Pokemon Go is These Three Books

Hey everyone. According to some people, I might have a Pokemon Go “problem.” I mean, sure, it’s strange that when it came to thinking of a topic for this week’s post, all I could think of were books that remind me of Pokemon Go. Also, I may have walked ten kilometers the other day to hatch what turned out to be just another stupid Caterpie, but I assure you this game has not effected my mental health at all. My feet have some nasty blisters and I threw my phone across the street the other day because I another freakin’ Pidgey popped up, but I’m fine.

Playing Pokemon Go is just a truly a unique experience. Doubters just don’t understand how immersive it is. There’s not many other games like it, especially not with this level of popularity. A very interesting culture has started to form around the game, one that makes me feel like I’m living more in an intense sci-fi action novel than in real life. The more I think about it, the more I feel like playing Pokemon Go is like living in a mixture of these three specific books, or book series, which some of them are.

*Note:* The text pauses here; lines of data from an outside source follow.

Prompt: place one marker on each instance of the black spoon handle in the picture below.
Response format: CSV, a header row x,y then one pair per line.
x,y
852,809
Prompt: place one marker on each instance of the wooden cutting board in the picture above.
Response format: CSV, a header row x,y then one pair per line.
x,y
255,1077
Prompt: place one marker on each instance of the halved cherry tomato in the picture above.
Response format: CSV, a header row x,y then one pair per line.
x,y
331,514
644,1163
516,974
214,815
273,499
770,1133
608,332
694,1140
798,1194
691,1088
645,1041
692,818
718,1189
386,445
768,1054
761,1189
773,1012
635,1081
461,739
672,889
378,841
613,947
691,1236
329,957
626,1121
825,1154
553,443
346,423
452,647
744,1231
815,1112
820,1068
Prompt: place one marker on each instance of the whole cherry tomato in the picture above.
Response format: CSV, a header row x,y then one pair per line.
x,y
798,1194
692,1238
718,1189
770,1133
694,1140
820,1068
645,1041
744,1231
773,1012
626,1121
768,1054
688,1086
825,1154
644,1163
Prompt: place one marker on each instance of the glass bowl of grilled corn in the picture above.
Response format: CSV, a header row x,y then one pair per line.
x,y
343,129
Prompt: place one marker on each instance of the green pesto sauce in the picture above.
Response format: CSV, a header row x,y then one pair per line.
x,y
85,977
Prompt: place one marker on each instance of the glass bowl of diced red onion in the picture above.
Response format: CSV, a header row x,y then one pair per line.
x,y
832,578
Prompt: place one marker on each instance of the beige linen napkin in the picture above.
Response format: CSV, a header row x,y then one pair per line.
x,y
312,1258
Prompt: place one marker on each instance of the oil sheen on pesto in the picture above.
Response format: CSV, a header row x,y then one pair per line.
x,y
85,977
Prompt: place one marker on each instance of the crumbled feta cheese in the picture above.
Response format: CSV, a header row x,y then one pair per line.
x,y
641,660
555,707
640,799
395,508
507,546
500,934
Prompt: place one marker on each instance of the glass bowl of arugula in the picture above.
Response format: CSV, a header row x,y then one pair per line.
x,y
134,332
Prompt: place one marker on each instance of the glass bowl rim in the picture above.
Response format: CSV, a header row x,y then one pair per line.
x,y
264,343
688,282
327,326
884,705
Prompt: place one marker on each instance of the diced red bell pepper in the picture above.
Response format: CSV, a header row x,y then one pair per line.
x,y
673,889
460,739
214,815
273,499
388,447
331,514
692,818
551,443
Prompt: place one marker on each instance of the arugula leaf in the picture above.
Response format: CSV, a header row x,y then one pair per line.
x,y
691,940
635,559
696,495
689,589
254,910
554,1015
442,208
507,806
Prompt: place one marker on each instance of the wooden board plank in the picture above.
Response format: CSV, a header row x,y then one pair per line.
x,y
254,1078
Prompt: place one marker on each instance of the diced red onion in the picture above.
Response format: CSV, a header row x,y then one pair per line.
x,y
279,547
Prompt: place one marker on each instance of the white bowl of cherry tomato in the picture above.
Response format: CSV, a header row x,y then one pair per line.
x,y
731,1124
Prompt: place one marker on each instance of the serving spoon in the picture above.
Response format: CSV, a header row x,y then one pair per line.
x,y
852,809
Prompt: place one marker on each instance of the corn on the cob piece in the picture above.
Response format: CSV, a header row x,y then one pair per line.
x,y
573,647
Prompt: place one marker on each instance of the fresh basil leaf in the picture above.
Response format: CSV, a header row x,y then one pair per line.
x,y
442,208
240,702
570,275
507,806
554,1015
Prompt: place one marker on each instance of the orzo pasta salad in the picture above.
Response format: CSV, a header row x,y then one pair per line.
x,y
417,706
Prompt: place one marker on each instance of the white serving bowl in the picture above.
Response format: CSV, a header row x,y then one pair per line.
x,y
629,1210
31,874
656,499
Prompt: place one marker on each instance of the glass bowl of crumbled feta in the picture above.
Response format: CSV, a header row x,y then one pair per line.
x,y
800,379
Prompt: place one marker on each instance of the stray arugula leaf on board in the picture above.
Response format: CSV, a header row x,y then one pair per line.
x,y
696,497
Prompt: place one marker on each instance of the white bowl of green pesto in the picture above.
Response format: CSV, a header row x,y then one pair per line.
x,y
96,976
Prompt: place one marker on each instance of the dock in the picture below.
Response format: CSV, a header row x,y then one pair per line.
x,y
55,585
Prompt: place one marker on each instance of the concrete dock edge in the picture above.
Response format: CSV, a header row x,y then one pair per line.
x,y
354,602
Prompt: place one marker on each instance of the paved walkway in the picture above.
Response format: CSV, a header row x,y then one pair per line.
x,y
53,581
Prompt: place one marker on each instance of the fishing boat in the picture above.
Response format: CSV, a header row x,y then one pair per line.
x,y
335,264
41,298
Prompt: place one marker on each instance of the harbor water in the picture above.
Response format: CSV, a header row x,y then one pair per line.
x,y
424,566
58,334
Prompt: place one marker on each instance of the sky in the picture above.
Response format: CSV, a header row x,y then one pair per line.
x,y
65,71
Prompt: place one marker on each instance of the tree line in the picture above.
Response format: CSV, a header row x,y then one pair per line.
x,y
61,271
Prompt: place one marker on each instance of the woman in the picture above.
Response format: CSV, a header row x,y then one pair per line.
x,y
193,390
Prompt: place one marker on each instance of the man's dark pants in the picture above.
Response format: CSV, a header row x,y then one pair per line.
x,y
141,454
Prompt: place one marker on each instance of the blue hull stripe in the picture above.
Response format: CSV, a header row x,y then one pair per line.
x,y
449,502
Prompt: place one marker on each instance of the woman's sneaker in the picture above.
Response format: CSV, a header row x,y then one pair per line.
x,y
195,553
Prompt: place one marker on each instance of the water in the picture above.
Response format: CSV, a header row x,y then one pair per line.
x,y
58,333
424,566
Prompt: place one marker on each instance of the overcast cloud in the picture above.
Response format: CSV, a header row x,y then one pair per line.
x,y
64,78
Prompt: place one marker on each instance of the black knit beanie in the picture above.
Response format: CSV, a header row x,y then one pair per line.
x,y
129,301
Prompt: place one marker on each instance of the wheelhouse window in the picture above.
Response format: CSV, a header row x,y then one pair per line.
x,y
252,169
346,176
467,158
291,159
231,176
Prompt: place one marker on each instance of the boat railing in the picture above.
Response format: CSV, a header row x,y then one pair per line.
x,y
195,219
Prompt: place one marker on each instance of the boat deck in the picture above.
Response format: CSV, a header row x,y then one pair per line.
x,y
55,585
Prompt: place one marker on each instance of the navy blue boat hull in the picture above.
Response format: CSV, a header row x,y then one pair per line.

Little Brother and Homeland by Cory Doctorow: These books are all about spunky teenagers taking on the whole country with technical savvy and owning it, despite all the overbearing and derisive authoritarian adults. Okay, so technically these protagonists deal with way higher stakes than catching Pokemon and taking over gyms. I call these books Mr. Robot Jr. sometimes, because teenage tech nerds are dealing with heavily political issues, like Patriot Act paranoia and those “We are the 99%” protest days.

So playing Pokemon Go doesn’t exactly seem to be on the same level as being an Anonymous-esque social justice hacker, but the game is definitely a tech-driven sub-culture, and one that feels like the most intense thriller when you get into it. Maybe powering up my Jigglypuff won’t actually help me topple any corrupt government officials, but it sure as heck feels that way.

The Hunger Games: Okay, so I don’t live in an area densely populated enough for there to be some serious warfare over gyms and stuff, but I’ve heard enough rumors that I really feel like Pokemon Go was designed to get younger people to fight to the death in an urban dystopia. Dividing people up with a basically arbitrary team system is the first step. Next thing you’ll find gyms and Pokestops booby trapped with flying spikes and arrows, certain parts of towns and cities get isolated as arena-like areas and there you go we live in the Hunger Games world now. I can see it coming.

Maybe Divergent is the more apt dystopian YA series to compare this with because of it’s emphasis on factions, but I get too much of a “death games” vibe off of this Pokemon Go stuff for me to to say anything but Hunger Games.

Ender’s Game: I could name a great deal of YA books that have a similar premises, Read Player One, For the Win, etc. but this one is their grandfather and has a twist that I fear will soon come to pass in Pokemon Go in some horrific way. I mean, a huge part of the game is making it look like you’re catching pokemon in real life. I’ve “transferred” too many to excess Pidgeys away for candy to not wonder if I’m somehow actually murdering them. That strange guilt is naturally intensifying to the point that I’m actually worried I could be murdering real birds for candy in some  way. As much as I hate them, no bird deserves genocide, not even when they evolve into a bigger bird with Donald Trump hair.

Pokemon Go is truly a unique game that makes me feel like I’m living in several of my favorite sci-fi books, in the best and worst ways possible. I could go on, but my phone’s saying there’s a Eevee nearby. I gotta run!